Yeah my drawings are metric, I think you're right, it's something like about 101% ! Just enough to put your in trouble when assembling hundreds of parts on a 120 cm long frame ! :lol
 
(same here...last OT call :))

Quincy,
Doh! I see what you mean. Therefore my added dimensions are also wrong since I imported the .pdf file (which I take you plotted from AutoCAD) into the program I use. The program I use, Laser Master 8, faithfully reproduced the drawings. Unfortunately, it also inherited the discrepancy.

It looks like I will also have to redo the head vac-plug molds. The side panels are ok since the loss occurs at the unused, excess ends. But since the loss happens horizontally, the top and front plate are just a tad too thin.

It's a setback, but oh well. I, personally wouldn't have made it this far without the work of Q, Lee, Allan and Jason. I'll have to play with the scale of the blueprints in Laser Master 8.

Round two......let's get it on! :cool

Joe
 
Guy,
Yup. I use Laser Master 8. I'm no engineer but it's a pretty powerful vector tool, IMO. I used the dimension tool which snapped to the desired points. I really didn't have control over the measurements....only in picking the points which I was really meticulous about. So, had the .pdf been correct, the dimensions would also.
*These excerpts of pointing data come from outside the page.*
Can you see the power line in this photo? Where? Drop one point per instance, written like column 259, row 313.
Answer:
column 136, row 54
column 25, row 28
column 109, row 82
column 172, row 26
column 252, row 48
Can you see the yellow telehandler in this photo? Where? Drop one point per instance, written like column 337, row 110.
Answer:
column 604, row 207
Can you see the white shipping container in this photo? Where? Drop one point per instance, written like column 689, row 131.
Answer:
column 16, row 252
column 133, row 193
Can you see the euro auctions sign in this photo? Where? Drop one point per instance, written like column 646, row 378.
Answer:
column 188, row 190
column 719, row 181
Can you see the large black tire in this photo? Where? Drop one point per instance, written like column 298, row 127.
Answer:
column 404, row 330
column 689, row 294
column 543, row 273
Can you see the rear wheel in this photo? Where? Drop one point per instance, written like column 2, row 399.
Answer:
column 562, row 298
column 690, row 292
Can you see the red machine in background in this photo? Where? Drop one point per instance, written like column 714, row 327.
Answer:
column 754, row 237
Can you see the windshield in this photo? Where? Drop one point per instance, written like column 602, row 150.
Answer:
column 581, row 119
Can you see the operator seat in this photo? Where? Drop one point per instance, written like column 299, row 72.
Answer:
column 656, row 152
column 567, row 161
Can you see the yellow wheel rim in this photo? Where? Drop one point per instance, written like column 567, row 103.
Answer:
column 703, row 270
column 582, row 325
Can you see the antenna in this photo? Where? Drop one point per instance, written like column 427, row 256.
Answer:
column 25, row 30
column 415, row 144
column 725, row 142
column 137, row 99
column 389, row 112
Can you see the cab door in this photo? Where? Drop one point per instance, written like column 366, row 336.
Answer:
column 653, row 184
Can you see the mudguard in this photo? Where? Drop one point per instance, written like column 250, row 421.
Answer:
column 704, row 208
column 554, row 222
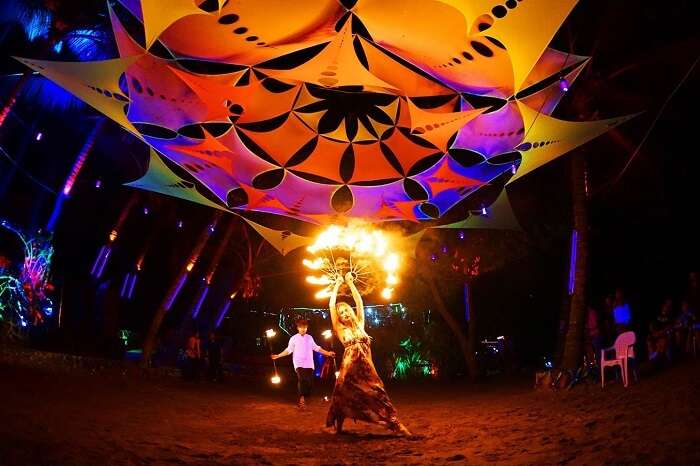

An example of accuracy...below is a pic of the program in work taking the measurement of the thin view of Part #8, the upper leg. The black arrow shows the chosen vector object highlighted in red and showing the square points. The green arrow points to the actual measurements of the chosen object which is automatically detected by the program. And finally the blue arrow shows the result of the dimension tool. It's the same measurement that the program detected only laid out in the dimension format of your choice....much like AutoCAD.

part8.jpg


I'm not trying to sound smug or anything. I simply want to show how I acquired the dimensions in case anybody wanted to know.

The original .pdf Quincy sent me, which was then imported into LM8, shows Part #8 to measure the same as above. So the discrepancy was faithfully reproduced in LM8.

My thing is that I am, for the most part, not AutoCAD savvy. I failed to confirm whether the .dwg matched the .pdf and my .ve file. As Q mentioned, the loss happens when you plot and/or export from AutoCAD. I'm wondering if plotting to a CNC machine would yield the same discrepancy.

Joe
 
Quincy and I exchanged the DWG file countless times over the course of our remote, collaborative development of the v2 armature, which used my v1 as the starting point...which used Isel's master pattern as the initial basis of comparison. BTW, since then I developed additional revisions (replacing the main chassis, and a few other parts), which I had machined as a one-off via a very talented machinist in New Zealand. This just goes to show that this work will always be evolving and new blood in the scratch-building arena will really help to drive accuracy.

Anyway, during v2 development, I used MicroStation, which will read AutoCAD natively. I think the problem is with the printing, not with AutoCAD export. Unless you mean the export to PDF, which is likely impacted by Windows. I don't know about AutoCAD, but in MicroStation you're at the mercy of Windows printer drivers. It's important to make sure that 1" = 25.4mm and all the obnoxious "scaling" settings are set correctly to get a true scale print to PDF Creator.